At the time, it was very painful. Embarrassing. Humiliating even. And the feedback sucked. Nobody gave me permission to continue acting out.

But I’m sober now, and I’m glad I asked.



  1. Thanks for this article. The meeting I go to (SAA) has us break into groups of three and then share and give each other feedback in that small group. It works there. I also run group coaching meetings where that’s the main thing I do — give feedback to people. So as you can guess, my background is that of real openness to feedback. But I understand what you’re saying, and I think that there are times I don’t really want feedback from other people either. I think that’s especially true if the feedback moves into advice-giving … but even more if the people giving feedback are not in touch with their own bs, so that they have compassion towards and encouragement of you.

    I remember from my time at Gentle Path that the counselors kept us in tight reins with the feedback we’d give each other.
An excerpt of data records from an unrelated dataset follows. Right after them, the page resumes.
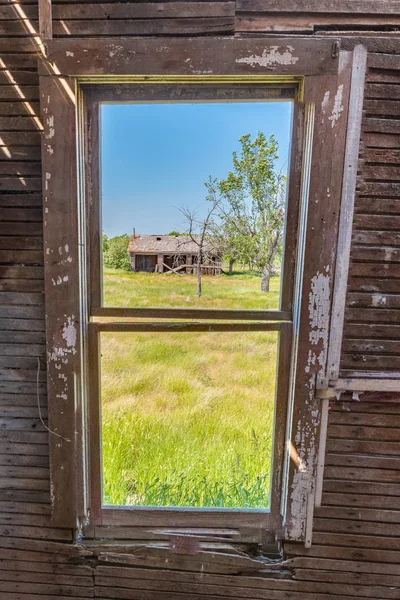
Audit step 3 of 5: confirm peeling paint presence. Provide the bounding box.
[66,51,74,57]
[236,46,299,69]
[372,293,387,307]
[328,84,344,128]
[62,316,77,350]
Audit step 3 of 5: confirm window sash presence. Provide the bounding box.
[87,321,292,535]
[84,82,302,320]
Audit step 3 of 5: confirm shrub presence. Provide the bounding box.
[103,233,131,271]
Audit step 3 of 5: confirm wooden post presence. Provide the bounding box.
[39,0,52,41]
[157,254,164,273]
[130,254,136,272]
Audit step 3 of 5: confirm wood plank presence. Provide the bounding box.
[352,230,400,246]
[363,117,400,134]
[39,0,52,40]
[325,449,400,466]
[358,181,400,196]
[51,17,234,37]
[354,197,400,213]
[237,0,400,13]
[327,45,367,383]
[315,505,400,524]
[342,353,400,369]
[285,541,400,563]
[326,438,400,456]
[237,15,400,34]
[362,165,400,180]
[363,132,400,148]
[344,323,400,338]
[366,83,400,100]
[343,339,400,355]
[324,465,400,483]
[52,2,235,19]
[326,411,400,432]
[353,214,400,230]
[45,37,339,77]
[369,52,400,71]
[328,424,400,441]
[347,291,400,308]
[364,100,400,118]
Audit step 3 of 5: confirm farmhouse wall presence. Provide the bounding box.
[1,2,400,598]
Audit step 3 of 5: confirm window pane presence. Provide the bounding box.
[100,99,293,309]
[100,330,278,508]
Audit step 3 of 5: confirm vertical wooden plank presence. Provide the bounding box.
[314,397,330,508]
[39,0,52,42]
[40,68,79,527]
[327,45,367,384]
[284,52,352,542]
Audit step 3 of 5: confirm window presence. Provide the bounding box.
[85,83,297,535]
[40,38,357,546]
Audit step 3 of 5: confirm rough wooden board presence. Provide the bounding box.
[237,0,400,13]
[45,37,339,76]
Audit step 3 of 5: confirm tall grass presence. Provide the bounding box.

When that tight rein is kept, I think it can be a really good – and really safe – thing. Glad you had at least one good experience with feedback lately – even though it sounds like it might have been not fun to hear.

    Love the blog … keep it up!

  2. Keep trudging! You’re doing great. You are going through the PROCESS of recovery, just like the rest of us.

    I really am thankful for what both you and Eli shared about your feelings about sharing during meetings. I think I have another post to write on this topic — but essentially I recently stopped going to the meetings because I always wanted to be perfect and just saw myself so full of bullshit and everyone else in the room the same. I was simply not getting anything from the process, yet I was pretending that I was — and that felt dishonest. The only way I can get better is to be honest and me and my Higher Power are still working on that one, one day at a time.

  3. I’ve been thinking a lot lately about one of the things you mentioned – that’s it feels fine to “get current” when you’re doing fine, but it doesn’t when you’re not. I always want to be the “cured” addict who can talk about what I “used to do” but I sure don’t want to be the one talking about what I’m struggling with right now! It’s more fun to be the example of how the program works, the example of someone who’s all better, not someone who’s fighting in the trenches.